Etiquette emergency!

Troublesome tableplans, misbehaving bridesmaids – what’s a girl to do? We have the solutions to your stickiest wedding dilemmas

bride looking shocked with a large sequinned hair band and a full veil and wearing a beaded wedding dress

Photography by Eamonn McCabe

Uninvited trouble

Q: Some of our guests have received a card through the door saying they need to pick up our invitation at the post office and pay £1.10 because of insufficient postage. I’ve had to send an apology to everyone saying I’ll give them their money back. It’s so embarrassing! Claire, Surrey

A: Trust us, you’re not alone. We’ve been hearing from a lot of brides about their stamp-related stress and so we decided to take the matter straight to Royal Mail. As it turns out, it’s not just the weight of your invite that matters, but size and shape too – and even a small embellishment, like a ribbon attached to your envelopes, can bump up the amount of postage required. “The clearest advice we would give is to prepare the envelope exactly as it’s going to be sent” – with all enclosures and decorations – “and put it through the postage-guide template at the post office,” a spokesperson tells us. “It must drop in easily and freely.” Translation: if you have to shove it through the slot, you could encounter delivery problems. In terms of making it up to guests who’ve had to pay up (the £1.10 represents the additional postage plus a £1 admin fee), wedding stationer Charlotte Hewson of chartula.co.uk has a few suggestions. “If your budget allows, you can post a pretty note card with a cheque for the amount they paid. If your wedding is more relaxed and mostly close friends and family, turn it into a little joke and display a bowl of coins on the day where they can help themselves to their postage fee,” she says. “But honestly, most people will not be concerned about the actual cost, so just a nice personal phone call to apologise is really all you need.”

Thanks a Million

Q: The wedding coordinators at our venue have really gone above and beyond the call of duty to make our day special and I want to get them something to say thank you. What’s appropriate?
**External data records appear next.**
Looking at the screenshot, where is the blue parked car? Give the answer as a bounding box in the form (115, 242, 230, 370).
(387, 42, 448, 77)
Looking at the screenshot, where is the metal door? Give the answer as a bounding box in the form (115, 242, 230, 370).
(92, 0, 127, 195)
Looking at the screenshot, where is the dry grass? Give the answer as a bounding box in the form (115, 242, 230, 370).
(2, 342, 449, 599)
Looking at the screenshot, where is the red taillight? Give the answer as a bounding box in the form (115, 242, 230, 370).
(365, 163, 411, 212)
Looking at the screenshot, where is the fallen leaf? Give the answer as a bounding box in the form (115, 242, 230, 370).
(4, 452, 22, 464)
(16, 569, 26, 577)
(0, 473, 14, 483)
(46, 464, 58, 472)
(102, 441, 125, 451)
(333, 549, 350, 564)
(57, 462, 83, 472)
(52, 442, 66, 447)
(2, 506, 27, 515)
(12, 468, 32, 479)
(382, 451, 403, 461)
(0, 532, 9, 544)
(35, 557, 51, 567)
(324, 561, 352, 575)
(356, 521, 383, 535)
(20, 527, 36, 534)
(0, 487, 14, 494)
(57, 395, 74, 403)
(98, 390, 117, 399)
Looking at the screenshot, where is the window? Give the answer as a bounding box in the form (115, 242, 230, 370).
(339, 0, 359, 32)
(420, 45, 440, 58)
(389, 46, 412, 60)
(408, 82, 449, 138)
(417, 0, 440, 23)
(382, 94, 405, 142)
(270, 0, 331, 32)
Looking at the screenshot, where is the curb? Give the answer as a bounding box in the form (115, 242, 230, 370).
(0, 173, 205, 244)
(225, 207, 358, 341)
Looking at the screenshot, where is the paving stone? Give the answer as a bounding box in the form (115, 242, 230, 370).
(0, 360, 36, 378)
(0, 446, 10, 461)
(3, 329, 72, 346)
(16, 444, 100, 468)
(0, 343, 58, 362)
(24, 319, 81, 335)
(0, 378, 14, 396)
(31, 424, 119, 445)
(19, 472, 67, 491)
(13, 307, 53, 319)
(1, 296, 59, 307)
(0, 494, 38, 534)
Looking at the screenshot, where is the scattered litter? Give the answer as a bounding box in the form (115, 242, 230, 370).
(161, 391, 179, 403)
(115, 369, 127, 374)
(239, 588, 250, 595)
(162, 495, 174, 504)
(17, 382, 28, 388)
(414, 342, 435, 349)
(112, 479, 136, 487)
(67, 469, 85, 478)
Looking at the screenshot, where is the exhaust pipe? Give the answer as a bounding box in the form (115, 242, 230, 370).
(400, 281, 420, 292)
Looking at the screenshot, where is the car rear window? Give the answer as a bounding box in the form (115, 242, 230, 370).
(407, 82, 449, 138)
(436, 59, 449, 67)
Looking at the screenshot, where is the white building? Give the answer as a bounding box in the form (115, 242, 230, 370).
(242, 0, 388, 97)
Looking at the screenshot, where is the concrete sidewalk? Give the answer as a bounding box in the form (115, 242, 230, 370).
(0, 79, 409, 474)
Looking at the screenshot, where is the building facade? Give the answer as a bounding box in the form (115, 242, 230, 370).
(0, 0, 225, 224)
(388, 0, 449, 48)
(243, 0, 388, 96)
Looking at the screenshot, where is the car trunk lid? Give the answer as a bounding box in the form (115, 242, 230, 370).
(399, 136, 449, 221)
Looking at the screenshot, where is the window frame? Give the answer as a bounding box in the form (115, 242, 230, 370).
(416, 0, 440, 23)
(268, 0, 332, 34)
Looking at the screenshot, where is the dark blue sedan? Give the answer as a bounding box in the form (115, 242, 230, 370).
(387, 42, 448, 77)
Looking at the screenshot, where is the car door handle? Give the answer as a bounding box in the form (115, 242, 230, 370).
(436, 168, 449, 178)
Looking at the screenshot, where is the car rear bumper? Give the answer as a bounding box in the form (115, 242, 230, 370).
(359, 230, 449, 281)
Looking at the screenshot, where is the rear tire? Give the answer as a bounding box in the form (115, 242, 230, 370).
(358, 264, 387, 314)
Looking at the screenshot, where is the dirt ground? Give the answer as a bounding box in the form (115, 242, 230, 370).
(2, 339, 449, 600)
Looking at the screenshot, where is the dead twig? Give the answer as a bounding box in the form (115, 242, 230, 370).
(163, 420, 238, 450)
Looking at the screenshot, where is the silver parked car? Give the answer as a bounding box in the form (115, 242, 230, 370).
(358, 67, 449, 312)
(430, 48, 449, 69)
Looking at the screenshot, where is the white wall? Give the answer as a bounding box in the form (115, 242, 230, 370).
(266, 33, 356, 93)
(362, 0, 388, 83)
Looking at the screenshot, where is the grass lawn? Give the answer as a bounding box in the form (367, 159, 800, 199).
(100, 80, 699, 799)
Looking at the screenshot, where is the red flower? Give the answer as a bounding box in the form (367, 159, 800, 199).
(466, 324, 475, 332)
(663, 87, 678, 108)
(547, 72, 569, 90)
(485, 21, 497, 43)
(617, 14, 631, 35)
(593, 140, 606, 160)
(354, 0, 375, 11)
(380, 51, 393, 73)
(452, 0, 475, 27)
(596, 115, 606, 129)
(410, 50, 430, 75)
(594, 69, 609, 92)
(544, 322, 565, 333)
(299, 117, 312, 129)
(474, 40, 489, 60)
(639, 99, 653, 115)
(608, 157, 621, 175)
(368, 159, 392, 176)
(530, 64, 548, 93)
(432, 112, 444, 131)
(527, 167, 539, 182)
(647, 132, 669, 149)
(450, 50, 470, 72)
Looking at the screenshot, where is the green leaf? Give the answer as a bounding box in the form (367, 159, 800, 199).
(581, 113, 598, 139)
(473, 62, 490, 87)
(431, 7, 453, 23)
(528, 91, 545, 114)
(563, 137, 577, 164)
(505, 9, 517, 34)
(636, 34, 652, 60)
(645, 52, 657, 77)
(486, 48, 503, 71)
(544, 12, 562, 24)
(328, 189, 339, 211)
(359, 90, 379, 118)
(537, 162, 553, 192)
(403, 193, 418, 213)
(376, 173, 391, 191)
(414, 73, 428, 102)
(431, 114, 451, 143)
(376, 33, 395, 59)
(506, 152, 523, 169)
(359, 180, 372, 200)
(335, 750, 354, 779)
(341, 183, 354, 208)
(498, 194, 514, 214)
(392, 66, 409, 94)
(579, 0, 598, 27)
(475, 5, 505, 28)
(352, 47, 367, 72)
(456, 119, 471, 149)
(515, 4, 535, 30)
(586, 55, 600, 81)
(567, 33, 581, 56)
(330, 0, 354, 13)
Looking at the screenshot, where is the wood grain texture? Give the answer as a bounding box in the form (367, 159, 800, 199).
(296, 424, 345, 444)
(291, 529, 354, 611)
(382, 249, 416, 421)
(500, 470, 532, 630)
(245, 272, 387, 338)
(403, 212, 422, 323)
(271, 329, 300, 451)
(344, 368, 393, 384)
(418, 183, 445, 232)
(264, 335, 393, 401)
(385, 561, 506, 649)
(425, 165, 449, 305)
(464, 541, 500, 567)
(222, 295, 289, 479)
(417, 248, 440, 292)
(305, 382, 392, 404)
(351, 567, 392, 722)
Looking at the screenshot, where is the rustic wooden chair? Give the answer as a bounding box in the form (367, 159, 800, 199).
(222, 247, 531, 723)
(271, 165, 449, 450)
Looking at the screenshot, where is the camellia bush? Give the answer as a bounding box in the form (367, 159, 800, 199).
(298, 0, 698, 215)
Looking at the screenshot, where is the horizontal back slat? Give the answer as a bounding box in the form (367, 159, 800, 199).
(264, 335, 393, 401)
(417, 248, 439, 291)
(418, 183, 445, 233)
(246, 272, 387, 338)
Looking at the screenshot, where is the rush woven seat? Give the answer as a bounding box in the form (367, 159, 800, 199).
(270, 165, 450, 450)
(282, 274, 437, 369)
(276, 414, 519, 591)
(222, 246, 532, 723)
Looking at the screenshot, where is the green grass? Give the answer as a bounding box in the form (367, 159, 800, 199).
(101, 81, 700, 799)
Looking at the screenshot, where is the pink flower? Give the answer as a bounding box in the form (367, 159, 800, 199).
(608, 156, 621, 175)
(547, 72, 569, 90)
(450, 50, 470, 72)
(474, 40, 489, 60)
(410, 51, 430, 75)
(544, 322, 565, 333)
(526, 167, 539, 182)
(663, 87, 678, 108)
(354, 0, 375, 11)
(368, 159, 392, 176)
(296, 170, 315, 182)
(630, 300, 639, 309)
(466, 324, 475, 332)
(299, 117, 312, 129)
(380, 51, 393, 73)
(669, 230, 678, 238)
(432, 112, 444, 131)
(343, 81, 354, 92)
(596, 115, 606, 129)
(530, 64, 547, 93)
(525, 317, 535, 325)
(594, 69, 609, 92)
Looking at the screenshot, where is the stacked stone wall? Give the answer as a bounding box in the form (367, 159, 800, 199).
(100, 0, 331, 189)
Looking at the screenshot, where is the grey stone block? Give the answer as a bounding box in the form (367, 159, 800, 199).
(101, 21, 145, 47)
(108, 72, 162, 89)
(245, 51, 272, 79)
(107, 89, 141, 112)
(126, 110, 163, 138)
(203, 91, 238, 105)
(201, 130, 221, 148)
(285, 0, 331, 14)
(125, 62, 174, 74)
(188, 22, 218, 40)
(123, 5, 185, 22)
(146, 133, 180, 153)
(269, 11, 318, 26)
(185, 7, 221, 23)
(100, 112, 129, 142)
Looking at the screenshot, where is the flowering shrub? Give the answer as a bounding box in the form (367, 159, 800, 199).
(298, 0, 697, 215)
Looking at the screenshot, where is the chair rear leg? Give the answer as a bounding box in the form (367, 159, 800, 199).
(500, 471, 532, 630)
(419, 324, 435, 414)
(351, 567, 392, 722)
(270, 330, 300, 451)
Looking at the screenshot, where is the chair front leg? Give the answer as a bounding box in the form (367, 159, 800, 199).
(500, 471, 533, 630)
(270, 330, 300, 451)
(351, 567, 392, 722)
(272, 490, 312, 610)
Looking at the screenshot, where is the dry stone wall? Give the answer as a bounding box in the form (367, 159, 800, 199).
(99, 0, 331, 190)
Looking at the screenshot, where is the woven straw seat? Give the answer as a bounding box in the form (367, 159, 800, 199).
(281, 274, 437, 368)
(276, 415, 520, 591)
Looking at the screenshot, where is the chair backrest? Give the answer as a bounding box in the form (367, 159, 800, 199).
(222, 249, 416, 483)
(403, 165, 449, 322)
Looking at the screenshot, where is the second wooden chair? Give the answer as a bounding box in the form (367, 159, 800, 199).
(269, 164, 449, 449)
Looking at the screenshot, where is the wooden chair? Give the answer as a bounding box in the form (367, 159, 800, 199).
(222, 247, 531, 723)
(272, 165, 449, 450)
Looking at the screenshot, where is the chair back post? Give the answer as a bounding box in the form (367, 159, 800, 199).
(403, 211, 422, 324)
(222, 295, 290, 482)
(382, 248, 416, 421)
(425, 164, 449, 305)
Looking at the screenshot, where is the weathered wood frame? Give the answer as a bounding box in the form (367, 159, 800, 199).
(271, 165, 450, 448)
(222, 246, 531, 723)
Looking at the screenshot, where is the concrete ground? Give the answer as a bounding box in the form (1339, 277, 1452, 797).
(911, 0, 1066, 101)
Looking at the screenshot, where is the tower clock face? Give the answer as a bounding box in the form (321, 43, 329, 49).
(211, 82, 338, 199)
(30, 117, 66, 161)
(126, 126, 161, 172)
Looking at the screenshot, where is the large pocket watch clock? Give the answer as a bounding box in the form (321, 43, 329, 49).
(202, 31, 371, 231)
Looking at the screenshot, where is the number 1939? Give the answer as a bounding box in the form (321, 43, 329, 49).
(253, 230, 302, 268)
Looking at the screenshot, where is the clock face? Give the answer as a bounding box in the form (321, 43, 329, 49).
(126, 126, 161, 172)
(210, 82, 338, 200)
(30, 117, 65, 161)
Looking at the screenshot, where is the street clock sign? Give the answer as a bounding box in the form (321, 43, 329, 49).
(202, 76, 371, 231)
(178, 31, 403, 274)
Kimberley, Norwich

A: Because we’re talking about a paid-for service – however exceptional – a gift is certainly not expected. “Most suppliers would be delighted to receive a lovely handwritten thank-you note, and recommendations and feedback are also a great way to show you’ve valued their work,” says wedding planner Hannah Gooch of theeburycollection.com. Still, if you feel truly moved to pass along a little something special, classics like a bottle of champagne, quality chocolates, a beautiful bouquet or designer biscuits would certainly not go amiss.

Turning the tables

Q: I have no idea where to start with the dreaded seating plan. My fiancé’s parents are divorced, I don’t know if we should seat our two best men (both married with young children) at the top table or with their families, and I’m not sure whether to put people with guests they know or try to mingle people. I’m toying with just having everyone pull a number out of a hat on the day so they can’t blame us! Laura, Halifax

A: Before you resort to a lucky dip to dodge the drama, consider dropping the traditional top table. “Have three top tables instead, one hosted by each of your fiancé’s parents and the third hosted by your parents,” suggests Elizabeth Wyse, etiquette expert at debretts.com. You and your groom can then choose to sit with your maids and ushers (along with the best men’s families) or at a sweetheart table for two. As for the general guest list, mixing up different groups can help get people mingling – but keep a few rules of thumb in mind. “Arrange tables so that everyone recognises at least one other person, do your best to alternate sexes, and try to match generations,” Elizabeth advises. And don’t get carried away by the urge to merge complete strangers. “It’s much kinder to seat couples next to each other at a table, and keep like-minded people together as much as possible,” adds planner Hannah.

Maids Behaving Badly

Q: My bridesmaids, who are long-term friends, haven’t shown much interest in the wedding. I even had to bring up the subject of the hen do myself, and they all seemed reluctant to help organise it. I’ve made a lot of effort to choose lovely dresses for the girls, so I’m feeling really let down. Am I supposed to plan the party on my own? Anna, Edinburgh

A: In the midst of big-day mania it’s tough to remember that your maids, much as they love you, aren’t living and breathing the wedding plans with the same intensity you are, so try to give them the benefit of the doubt. “It may be that they want to help but aren’t aware of your expectations – especially if they’re unmarried and don’t know how much work goes into planning a wedding,” says Hannah. Hopefully they just need a bit of a nudge, so tell them how excited you are to celebrate with them and try to get a hen brainstorming session started (while slipping in a few questions about their lives, too). But if you do get the feeling they’re deliberately shirking their duties, it’s time for a heart-to-heart. In the most non-accusatory tone, let them know how they’ve made you feel and ask what else you can do to help them feel more involved. Confronting the problem now means you’ll be able to party like the best mates you are on the big day.